A retiring wheelchair tennis star has said that a supportive message from Andy Murray made him want to cry and was “better than winning a tennis tournament”.
Dylan Alcott is retiring from the sport after an illustrious career that saw him win 15 Grand Slam singles titles, eight major doubles titles and three Paralympic gold medals.
Alcott, who was also a winning Paralympic basketball player, was defeated by world number two Sam Schroder at the Australian Open and spoke to the media as he drew a line under his career.

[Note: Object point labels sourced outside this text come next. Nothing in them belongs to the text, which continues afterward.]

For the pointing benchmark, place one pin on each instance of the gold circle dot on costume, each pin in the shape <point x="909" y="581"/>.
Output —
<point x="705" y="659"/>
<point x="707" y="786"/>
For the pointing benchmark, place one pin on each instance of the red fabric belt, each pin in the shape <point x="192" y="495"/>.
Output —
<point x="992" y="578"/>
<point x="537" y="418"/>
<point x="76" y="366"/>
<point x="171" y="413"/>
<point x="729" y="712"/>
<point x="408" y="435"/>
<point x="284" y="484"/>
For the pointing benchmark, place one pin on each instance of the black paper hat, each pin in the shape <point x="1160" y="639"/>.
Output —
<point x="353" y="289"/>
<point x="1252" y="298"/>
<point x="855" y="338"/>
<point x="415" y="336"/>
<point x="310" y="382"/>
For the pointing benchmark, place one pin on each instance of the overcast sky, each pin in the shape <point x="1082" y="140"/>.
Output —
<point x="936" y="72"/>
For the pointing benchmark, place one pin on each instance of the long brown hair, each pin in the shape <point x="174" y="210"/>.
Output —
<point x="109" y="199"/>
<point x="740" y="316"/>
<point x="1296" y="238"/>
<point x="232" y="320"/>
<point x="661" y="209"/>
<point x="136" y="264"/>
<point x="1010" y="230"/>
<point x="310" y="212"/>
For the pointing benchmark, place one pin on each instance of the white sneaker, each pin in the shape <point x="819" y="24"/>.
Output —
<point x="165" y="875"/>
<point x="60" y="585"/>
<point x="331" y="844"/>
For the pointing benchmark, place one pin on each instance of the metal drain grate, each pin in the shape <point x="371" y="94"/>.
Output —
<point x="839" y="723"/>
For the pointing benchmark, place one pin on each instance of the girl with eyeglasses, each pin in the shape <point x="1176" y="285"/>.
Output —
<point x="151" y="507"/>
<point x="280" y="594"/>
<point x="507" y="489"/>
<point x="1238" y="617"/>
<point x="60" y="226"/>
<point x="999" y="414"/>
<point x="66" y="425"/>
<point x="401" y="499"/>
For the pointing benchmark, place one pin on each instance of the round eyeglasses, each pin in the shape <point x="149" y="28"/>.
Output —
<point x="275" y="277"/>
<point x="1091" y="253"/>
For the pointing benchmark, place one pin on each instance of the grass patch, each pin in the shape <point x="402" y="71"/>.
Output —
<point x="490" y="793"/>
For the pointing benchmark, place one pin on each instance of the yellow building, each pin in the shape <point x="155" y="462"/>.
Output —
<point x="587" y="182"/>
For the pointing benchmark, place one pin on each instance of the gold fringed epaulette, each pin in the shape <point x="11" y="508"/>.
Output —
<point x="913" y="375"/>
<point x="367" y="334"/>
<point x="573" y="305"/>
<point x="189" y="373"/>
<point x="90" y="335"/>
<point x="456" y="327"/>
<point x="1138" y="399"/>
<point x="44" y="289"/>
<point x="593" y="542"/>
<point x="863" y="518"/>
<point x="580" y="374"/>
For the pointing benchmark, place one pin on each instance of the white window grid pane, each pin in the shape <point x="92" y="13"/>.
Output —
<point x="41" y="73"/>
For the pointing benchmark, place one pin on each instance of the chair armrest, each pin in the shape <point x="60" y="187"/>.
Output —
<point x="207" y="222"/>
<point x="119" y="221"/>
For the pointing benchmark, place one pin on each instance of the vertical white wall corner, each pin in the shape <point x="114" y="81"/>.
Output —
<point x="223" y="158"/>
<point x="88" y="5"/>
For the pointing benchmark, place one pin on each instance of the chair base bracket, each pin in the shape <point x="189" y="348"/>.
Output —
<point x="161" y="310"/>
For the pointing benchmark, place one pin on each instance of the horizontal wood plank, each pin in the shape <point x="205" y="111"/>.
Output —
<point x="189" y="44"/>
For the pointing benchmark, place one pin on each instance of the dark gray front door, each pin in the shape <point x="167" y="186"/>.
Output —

While reflecting on his achievements, Alcott revealed that he had received a message from Murray and spoke about what it meant to him and how the support demonstrated changing attitudes to wheelchair tennis.
“This just sums up how it has changed,” he said.
“I hope he doesn’t mind this but Andy Murray just messaged me: ‘I don’t know if I’ve articulated that well, but you’re an absolute rockstar and inspiration with everything you’ve done’.
“That kills me. That makes me want to cry. It’s special. You’re a part of it. They don’t even care you’re in a wheelchair. They don’t give a s***.
“It’s special. It’s like that everywhere. I never thought that would happen. It’s cool. That’s better than winning a tennis tournament. That’s a legend of the sport getting around wheelchair tennis. If it’s good enough for someone like that, it’s good enough for everyone.”
Murray’s own Australian Open campaign came to an early end with a second round defeat to Japanese qualifier Taro Daniel.
Having battled back to fitness after hip resurfacing surgery, the three-time Grand Slam winner has found it difficult to compete at the elite level and hinted he may not return to Melbourne next year if he feels he has little chance of advancing deep into the competition.
“This is a really important year for me for a number of reasons, and I want to perform well in the big events,” he said following his defeat.
“For me, tonight is not good enough in that respect.”
“Making the second round of Slams is not something I find particularly motivating.”